A maternity hospital in Khost, Afghanistan, where MSF is stationed. Afghanistan still remains as one of the most dangerous countries to have a child due to lack of medical care.

It was very exciting that a representative from MSF was speaking at the symposium, because I feel that its mission: to deliver emergency medical aid to people affected by conflict, epidemics, disasters, or exclusion from health care can sometimes be misunderstood. It is sometimes criticized for being “unsustainable,” pulling out of countries at the wrong time, or interfering with the native communities. Dr. Marchbein addressed many of these misunderstandings in her talk. She stated that emergencies often occur in countries where MSF already has projects, though they do begin projects in countries where the local environment is unknown. The first goal is to talk to community leaders in order to identify gaps in the available healthcare services. Dr. Marchbein recently returned from a tour in Afghanistan, where the most prominent medical issue was maternal mortality. MSF has found that secondary healthcare is often first to go awry in conflict zones and organizing the local population in response. For every one international medical worker there are 10 trained locals. It is MSF’s dedication and quality medical work that builds trust with the local population, for Dr. Marchbein rarely sees other NGOs in the conflict zones that MSF enters. Being the only NGO in a challenging conflict zone could certainly leave MSF susceptible to a great deal of criticism, but I have the utmost admiration for MSF’s bold efforts for the sake of the greater good.

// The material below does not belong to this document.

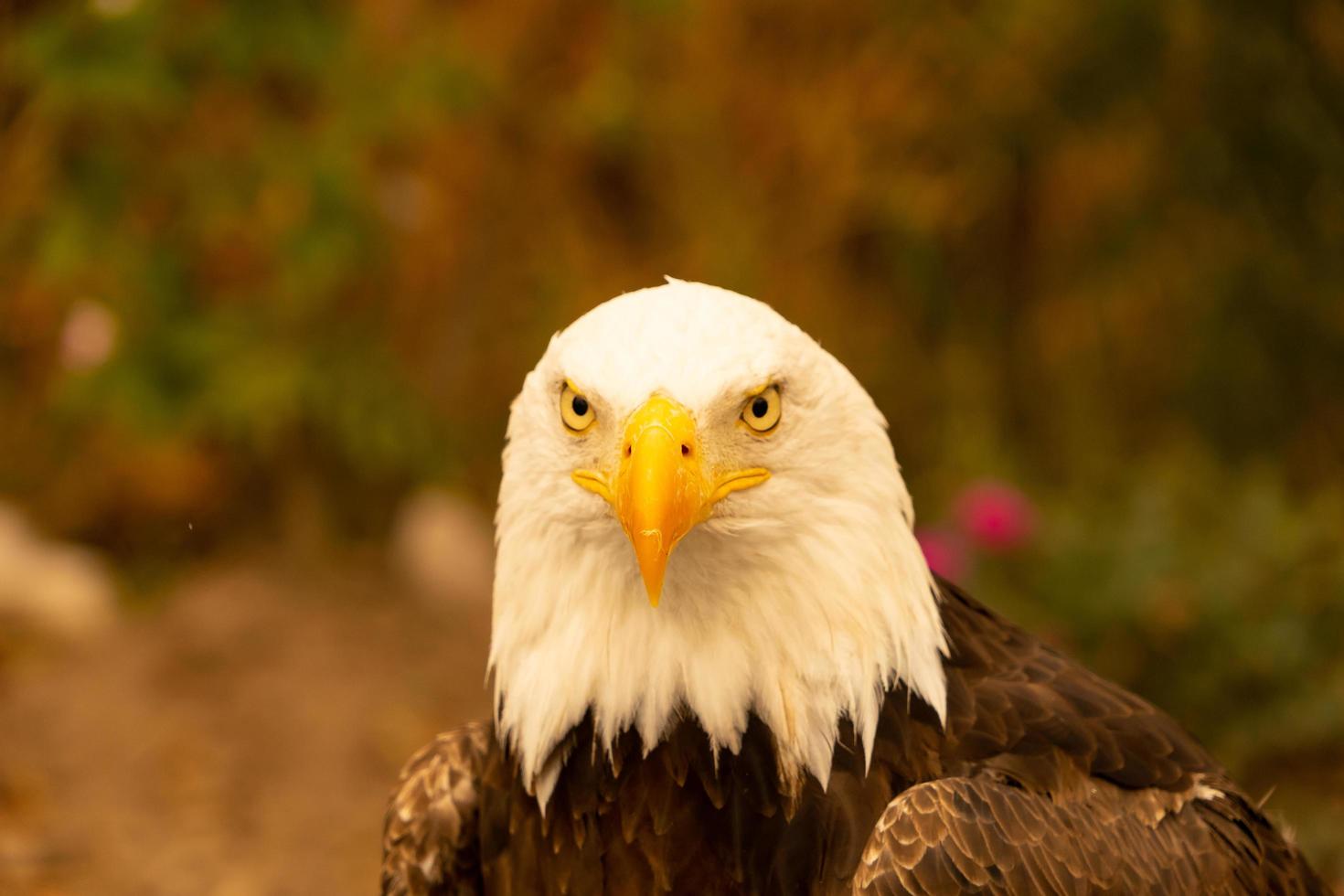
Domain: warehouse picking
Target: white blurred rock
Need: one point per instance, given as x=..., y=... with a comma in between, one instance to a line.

Dr. Yassari spoke about his work with the Virtue Foundation, a non-profit institution that works with both short-term impactful and long-term sustainable global health solutions. Rather than delivering emergency aid, the Virtue Foundation focuses more on public-private partnerships, evidence-based interventions, and long-term development. Through his work Dr. Yassari has come to find that sustainability and infrastructure are much more important than health alone. For one thing, a certain degree of infrastructure is necessary in order for a country to train its own health professionals. Dr. Yassari emphasized how in cases of humanitarian aid, it is important that local health professionals are trained within their own country. Many that are brought to the U.S. for training find a better life here and do not wish to return to their conflicted home. Ironically, the U.S. then benefits from their medical training rather than the nation in dire need. He spoke of a number of foreign aid interventions that went wrong, including one that intended to treat acid violence victims in Cambodia. The entire community became disrupted because some of the individuals were treated while others were not. This led to unrest and disparity among the people that was arguably worse than the original injuries. Dr. Yassari attributed this to a larger problem of social and political infrastructure. His talk made it clear that foreign interventions should not simply be executed because they can be, but require the utmost anticipation and deliberation.

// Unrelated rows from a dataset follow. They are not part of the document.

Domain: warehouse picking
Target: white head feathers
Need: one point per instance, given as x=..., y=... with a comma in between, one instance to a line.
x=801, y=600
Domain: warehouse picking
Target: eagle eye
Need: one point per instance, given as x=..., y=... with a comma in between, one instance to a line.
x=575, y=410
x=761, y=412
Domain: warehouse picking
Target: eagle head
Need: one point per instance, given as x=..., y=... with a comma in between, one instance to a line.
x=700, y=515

It was fascinating to see these two professionals, who have very different approaches to humanitarian aid, in dialogue with each other. Though their approaches may seem different, the world needs both emergency aid organizations like MSF, as well as organizations more dedicated to long-term development like the Virtue Foundation. MSF enters conflict zones that other organizations may find too hazards to begin work in. Likewise, the relative stability that MSF can instill in a conflict zone is necessary in order for organizations such as the Virtue Foundation to even step in. The two have the capacity to work in synergy.

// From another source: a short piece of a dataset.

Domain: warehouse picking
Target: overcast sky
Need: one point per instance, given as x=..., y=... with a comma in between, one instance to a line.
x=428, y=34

There are other initiatives that combine these approaches, such as the Harvard Humanitarian Initiative, with the mission to develop evidence-based strategies that will assist global populations in times of disaster. It’s aim is to combine the disciplines of public health, medicine, social science, management, and other disciplines in order to pioneer new and improved operational responses. HHI’s Program on Crisis Mapping and Early Warning is using mobile information technology devices in order to identify patterns in humanitarian emergencies in order to improve response. This intensely academic approach is applying research and evidence-based approaches to what has traditionally been a more on-the-ground approach. The discipline of global emergency aid is clearly more multifaceted than it first appears. This exciting field will hopefully continue to grow, as the world will always need first responders.